Richard Caetano: 8tracks is handcrafted Internet radio, a network of mixes created by people who know and love music. We have almost a quarter of a million mixes made by hundreds of thousands of DJs. Listeners can discover music based on moods (like chill, party, happy, spring) or by searching for an artist they already know and like. This way 8tracks offers a unique discovery experience, rather than radio programming based on an algorithm or the curation of one editorial voice alone.

APPO: The 8tracks website was around for years before you released your first mobile app (for iOS) last month. What took so long?

RC: 8tracks is still a bootstrapped startup. Although we have a team of about 15 people spread across San Francisco, Paris, and New York who build 8tracks, we all work on a nights and weekends basis. Big projects, like the development and launch of an iPhone app, happen slowly.

In addition to our limited resources, we had to resolve some technical issues in regards to audio streaming. That included choosing a suitable audio format, transcoding our entire library of music, meeting Apple’s bandwidth requirements, and a few rounds waiting for our work to be accepted in the App Store.

APPO: While you have an Android app in the works, was there ever any thought to launching a mobile app on that platform first so not to compete against the Apple/iTunes behemoth?

RC: We always planned to start with an iPhone app first.

APPO: Once the buzz, media attention and excitement of launching an iPhone app wears off, what should company’s like yours do to maintain momentum, increase discoverability and drive downloads of their apps?
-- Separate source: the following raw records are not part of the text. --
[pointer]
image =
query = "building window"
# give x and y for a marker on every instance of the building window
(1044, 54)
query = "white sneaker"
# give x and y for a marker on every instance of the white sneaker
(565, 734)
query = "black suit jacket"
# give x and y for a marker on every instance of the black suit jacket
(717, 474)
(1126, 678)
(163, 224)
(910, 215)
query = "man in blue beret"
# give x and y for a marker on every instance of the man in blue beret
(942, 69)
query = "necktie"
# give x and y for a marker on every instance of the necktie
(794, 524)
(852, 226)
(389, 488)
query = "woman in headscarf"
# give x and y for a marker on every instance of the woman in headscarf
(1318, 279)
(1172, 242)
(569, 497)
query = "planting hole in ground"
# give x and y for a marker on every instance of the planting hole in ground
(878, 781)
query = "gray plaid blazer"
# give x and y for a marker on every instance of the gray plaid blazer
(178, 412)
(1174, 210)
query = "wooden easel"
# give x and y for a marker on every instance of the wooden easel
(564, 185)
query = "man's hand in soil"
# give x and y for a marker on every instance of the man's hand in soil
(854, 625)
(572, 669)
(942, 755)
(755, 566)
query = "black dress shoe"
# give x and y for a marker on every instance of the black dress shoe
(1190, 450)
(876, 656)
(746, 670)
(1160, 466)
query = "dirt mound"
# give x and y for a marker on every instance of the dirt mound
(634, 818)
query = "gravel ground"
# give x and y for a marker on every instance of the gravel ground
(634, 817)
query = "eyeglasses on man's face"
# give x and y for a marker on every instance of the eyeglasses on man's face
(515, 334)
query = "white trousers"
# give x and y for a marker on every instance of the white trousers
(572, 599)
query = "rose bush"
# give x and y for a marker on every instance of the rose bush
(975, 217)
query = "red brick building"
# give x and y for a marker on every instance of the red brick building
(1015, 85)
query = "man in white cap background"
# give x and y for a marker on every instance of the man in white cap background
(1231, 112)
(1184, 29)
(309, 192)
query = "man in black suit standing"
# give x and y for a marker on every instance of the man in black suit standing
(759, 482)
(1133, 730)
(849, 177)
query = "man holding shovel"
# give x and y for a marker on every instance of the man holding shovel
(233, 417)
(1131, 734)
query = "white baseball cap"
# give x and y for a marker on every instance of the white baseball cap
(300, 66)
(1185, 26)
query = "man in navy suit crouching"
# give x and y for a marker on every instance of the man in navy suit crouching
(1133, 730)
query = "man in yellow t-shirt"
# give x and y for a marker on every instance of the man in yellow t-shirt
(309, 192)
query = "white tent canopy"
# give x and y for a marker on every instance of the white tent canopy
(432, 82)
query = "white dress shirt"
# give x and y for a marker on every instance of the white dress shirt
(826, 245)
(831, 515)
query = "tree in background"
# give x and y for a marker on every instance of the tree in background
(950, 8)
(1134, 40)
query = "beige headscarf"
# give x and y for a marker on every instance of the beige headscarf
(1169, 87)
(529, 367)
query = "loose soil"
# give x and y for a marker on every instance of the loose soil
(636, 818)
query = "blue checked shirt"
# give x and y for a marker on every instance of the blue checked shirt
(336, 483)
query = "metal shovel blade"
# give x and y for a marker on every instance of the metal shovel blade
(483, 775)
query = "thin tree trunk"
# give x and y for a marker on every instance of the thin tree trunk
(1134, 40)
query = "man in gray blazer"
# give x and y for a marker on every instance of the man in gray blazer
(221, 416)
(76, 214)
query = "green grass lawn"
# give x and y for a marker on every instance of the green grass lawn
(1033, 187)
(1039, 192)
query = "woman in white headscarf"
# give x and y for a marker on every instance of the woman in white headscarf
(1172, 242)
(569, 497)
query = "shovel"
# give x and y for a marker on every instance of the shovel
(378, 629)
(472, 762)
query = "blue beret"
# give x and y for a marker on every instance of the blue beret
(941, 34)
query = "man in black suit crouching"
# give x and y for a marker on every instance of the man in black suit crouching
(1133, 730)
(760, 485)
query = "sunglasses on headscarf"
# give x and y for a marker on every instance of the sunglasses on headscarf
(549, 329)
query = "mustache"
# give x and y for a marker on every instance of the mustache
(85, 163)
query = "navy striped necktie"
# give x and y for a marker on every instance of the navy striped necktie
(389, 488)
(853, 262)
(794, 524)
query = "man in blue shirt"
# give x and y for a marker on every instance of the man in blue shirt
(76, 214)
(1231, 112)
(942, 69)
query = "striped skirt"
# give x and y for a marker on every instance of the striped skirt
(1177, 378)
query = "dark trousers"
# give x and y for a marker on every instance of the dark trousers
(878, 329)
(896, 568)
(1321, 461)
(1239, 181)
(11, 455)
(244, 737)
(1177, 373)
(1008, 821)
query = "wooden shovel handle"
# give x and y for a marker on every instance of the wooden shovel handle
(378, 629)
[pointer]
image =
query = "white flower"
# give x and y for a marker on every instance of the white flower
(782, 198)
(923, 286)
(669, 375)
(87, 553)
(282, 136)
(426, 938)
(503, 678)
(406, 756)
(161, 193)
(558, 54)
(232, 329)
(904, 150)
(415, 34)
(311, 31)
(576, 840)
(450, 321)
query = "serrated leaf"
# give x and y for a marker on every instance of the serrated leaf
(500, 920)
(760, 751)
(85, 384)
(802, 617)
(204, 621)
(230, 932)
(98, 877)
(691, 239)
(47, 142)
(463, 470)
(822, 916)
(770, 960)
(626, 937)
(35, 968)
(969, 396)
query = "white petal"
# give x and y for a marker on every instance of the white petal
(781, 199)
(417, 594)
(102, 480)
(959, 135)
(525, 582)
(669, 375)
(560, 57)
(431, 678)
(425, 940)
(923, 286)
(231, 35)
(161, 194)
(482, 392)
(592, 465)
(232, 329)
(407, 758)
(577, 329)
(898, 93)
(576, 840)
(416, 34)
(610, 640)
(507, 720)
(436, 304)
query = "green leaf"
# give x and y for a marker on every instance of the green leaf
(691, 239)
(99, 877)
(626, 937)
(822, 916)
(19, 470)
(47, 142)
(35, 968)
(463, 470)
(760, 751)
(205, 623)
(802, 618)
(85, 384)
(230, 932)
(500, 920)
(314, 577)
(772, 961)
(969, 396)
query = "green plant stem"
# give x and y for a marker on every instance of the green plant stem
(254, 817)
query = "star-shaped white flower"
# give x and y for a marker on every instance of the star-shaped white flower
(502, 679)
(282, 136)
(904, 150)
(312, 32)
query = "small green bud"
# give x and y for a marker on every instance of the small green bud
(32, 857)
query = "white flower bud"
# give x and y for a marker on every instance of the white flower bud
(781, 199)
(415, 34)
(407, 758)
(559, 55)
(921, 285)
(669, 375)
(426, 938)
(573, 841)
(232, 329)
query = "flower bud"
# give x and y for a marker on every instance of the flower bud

RC: As a service which started out of the web, we have a community of online users who will discover our mobile apps via 8tracks.com. We are also focused on partnerships – for us the most natural is music publications who use 8tracks as a platform for their own mixes, and are then incentivized to promote the app. Our users also help to promote the app since 8tracks is very social – DJs create mixes because they want others to listen. And the best way to drive up play counts is by sharing mixes with your own social networks.

APPO: Your company to date has raised $300,000 in financing. Tech pub GigaOm wrote a few weeks back that 8Tracks is pondering an $8 million Series A round of financing. What would you do with all the capital? Regardless of whether or how much institutional venture dollars you might raise, how do you prioritize your mobile initiatives with everything else you are doing?

RC: Mobile is key to 8tracks. Our mobile apps are brand new, but we already see ourselves as a mobile company.

APPO: Is there any value right now in developing tablet-specific apps for the iPad or Android-based devices?

RC: We are excited to eventually create tabled-based experience once we have the resources to build an unique app with a beautiful UI. For the near-term, we’re focused on smartphones which give us greater distribution opportunities than tablets.

APPO: As a developer relatively new to the mobile application space, what are the biggest things that keep you up at night?

RC: First would be the App Store feedback. I read every comment posted and am happy to say we’ve been lucky to have a positive response. But when somebody encounters a problem it usually results in a 1 or 2 start rating. I look out for these with a plan to resolve the issue.

Second would be system uptime. Our development team does a great job of keeping the system running. However, sometimes there are factors that are beyond our control. The recent Amazon outage is an example.

Overall there has been a lot of love received from the 8tracks community. We are driven by this to improve every day.